Кардиналы единодушно закивали в знак согласия, по залу прошел ропот удовлетворения. Кларисса почувствовала, как забилось ее сердце, — она была искренне рада признанию ее друга. Однако радость эта была недолгой. Стоило ей вспомнить Борромини, как тут же ее охватило непонятное чувство вины. Ведь с той встречи в обсерватории он так и не нанес ей визита, хотя она настойчиво приглашала его. Может быть, и он, увидев изображение святой Терезы, сумел разгадать заключавшийся в скульптуре смысл?

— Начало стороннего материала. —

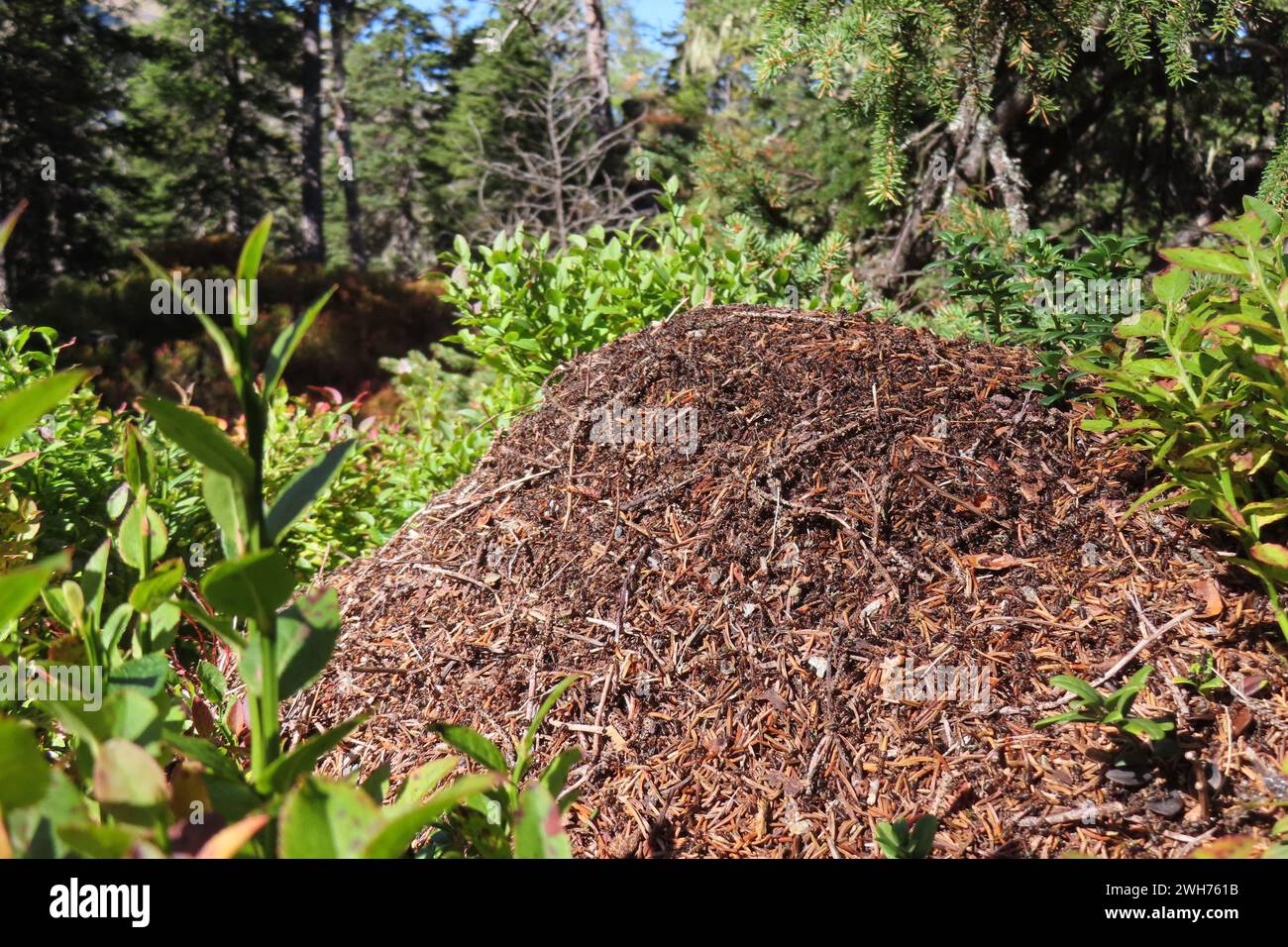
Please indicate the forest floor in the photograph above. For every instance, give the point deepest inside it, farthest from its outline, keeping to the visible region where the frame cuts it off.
(842, 607)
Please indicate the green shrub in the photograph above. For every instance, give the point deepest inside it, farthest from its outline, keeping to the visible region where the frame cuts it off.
(531, 309)
(1207, 372)
(137, 755)
(1038, 291)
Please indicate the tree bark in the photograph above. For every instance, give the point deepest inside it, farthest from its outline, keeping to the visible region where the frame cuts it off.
(310, 133)
(596, 64)
(340, 13)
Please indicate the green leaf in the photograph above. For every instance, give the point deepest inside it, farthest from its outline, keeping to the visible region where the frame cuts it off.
(1267, 214)
(127, 775)
(20, 586)
(26, 775)
(217, 625)
(252, 586)
(94, 840)
(158, 586)
(327, 819)
(20, 410)
(893, 838)
(140, 467)
(539, 827)
(198, 436)
(286, 770)
(1078, 686)
(248, 269)
(1171, 285)
(398, 832)
(94, 581)
(524, 757)
(923, 836)
(1146, 728)
(227, 506)
(1206, 261)
(9, 223)
(307, 486)
(142, 538)
(555, 776)
(287, 341)
(421, 781)
(473, 745)
(305, 637)
(1068, 716)
(146, 674)
(1271, 554)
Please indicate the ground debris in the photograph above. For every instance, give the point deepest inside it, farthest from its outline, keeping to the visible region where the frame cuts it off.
(841, 607)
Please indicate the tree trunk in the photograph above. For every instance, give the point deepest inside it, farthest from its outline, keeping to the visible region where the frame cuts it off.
(340, 12)
(310, 134)
(596, 65)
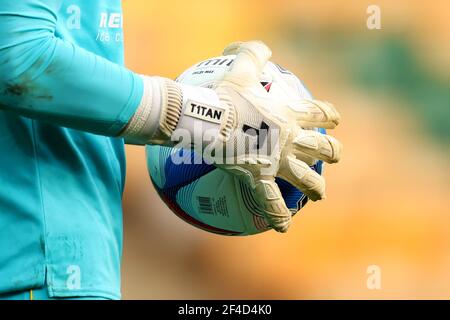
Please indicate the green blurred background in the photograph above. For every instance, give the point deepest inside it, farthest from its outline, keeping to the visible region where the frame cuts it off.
(388, 199)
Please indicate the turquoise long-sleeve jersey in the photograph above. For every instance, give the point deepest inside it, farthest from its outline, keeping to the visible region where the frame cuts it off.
(64, 95)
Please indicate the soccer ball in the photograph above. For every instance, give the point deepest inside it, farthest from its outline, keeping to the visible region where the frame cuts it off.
(205, 196)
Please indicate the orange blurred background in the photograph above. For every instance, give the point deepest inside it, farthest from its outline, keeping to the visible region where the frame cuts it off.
(388, 200)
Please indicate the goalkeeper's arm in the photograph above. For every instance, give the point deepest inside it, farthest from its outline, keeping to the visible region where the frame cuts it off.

Недобрые предчувствия сделали свое — Кларисса отправилась в церковь Санта-Мария, чтобы своими глазами узреть скульптуру. И, надо сказать, работа Бернини повергла ее в ужас. Хотя ей уже приходилось видеть скульптуру в мастерской кавальере, Кларисса заметила произошедшие с ней изменения! В глазах святой, в ее лике, в каждой из пор ее мраморной кожи, в каждой складке одежды присутствовала экстатическая восторженность, пережитая самой Клариссой. С той поры как она увидела эту скульптуру, княгиня уже не могла ни с кем ее обсуждать. Любой, кто видел ее такой и кто, не вдаваясь в суть и истинное содержание мгновения, запечатленного Бернини в камне, предпочитал довольствоваться чисто внешними впечатлениями, имел полное право предать ее проклятию. Но разве право этого мира единственно верное и справедливое? К боязни Клариссы, что Борромини видел скульптуру святой Терезы, примешивался страх навсегда потерять во Франческо друга.